The Nymphaeum at the base of the reservoir, Jardin Antique Méditerranéen

The reservoir that captures the spring water, Jardin Antique Méditerranéen

 

Above it is a large, raised, rectangular reservoir of water fed from a spring – a real spring that has been known and regarded as sacred since Roman times at least. The spring-head is marked by a small shrine featuring statues of the gods of family life (Lares).

The spring head Jardin Antique Méditerranéen

 

Having established the many connections between the gods in their heaven and man on his earth, the garden then moves into a more secular mode with a pair of borders featuring a very Roman mix of flowers, herbs and vegetables, then a topiary garden and finally a representation of a wilderness.

Jardin Antique Méditerranéen -garden borders with flowers, medicinal herbs, vegetables, culinary herbs, dye herbs and small fruit trees

 

At every step Laurent explains the linkages which were once so obvious to ancient Romans and Greeks, and now so sadly lacking from our own insight into the meaning of gardens. We are the poorer for not having that rich background tapestry of myth, lore, religion and tradition that imbued every aspect of daily life in ancient times.

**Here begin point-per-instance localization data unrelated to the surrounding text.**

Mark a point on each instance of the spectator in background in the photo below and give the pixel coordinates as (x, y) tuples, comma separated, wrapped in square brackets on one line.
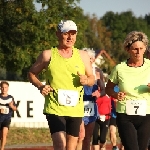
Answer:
[(113, 123), (102, 123), (90, 107), (67, 70), (7, 106), (148, 57), (133, 100)]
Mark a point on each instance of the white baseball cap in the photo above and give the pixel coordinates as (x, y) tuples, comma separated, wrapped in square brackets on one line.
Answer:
[(67, 25)]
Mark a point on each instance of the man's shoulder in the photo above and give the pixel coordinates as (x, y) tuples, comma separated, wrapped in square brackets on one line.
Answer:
[(83, 53), (46, 54)]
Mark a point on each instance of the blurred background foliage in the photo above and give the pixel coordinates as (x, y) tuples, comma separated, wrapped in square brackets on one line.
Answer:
[(25, 32)]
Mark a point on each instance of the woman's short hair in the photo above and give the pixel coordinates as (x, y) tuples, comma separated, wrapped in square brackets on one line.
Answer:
[(4, 82), (133, 37)]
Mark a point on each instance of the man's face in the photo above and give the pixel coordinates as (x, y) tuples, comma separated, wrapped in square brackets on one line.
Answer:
[(137, 50), (67, 39)]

Part of the vegetable garden behind bamboo lattice fence Jardin Antique Méditerranéen

 

While it is almost impossible to ‘read’ modern gardens in the manner the ancients did we can at least recognise the strong links between the Romans, the Mediterranean climate they experienced in much of the Roman empire, and the influence it exerted on their lifestyle. The lessons are there for us to read and understand: climate compatible gardening, the use of a (relatively) simple, restrained plant palette, water-wise and seasonal planting, the contrast between formal and informal elements within garden spaces, the combination of productive and decorative components, and the use of gardens as living spaces, even those associated with death, as well as those associated with eating, talking, listening, learning and loving.

They knew a thing or two those ancient Romans didn’t they?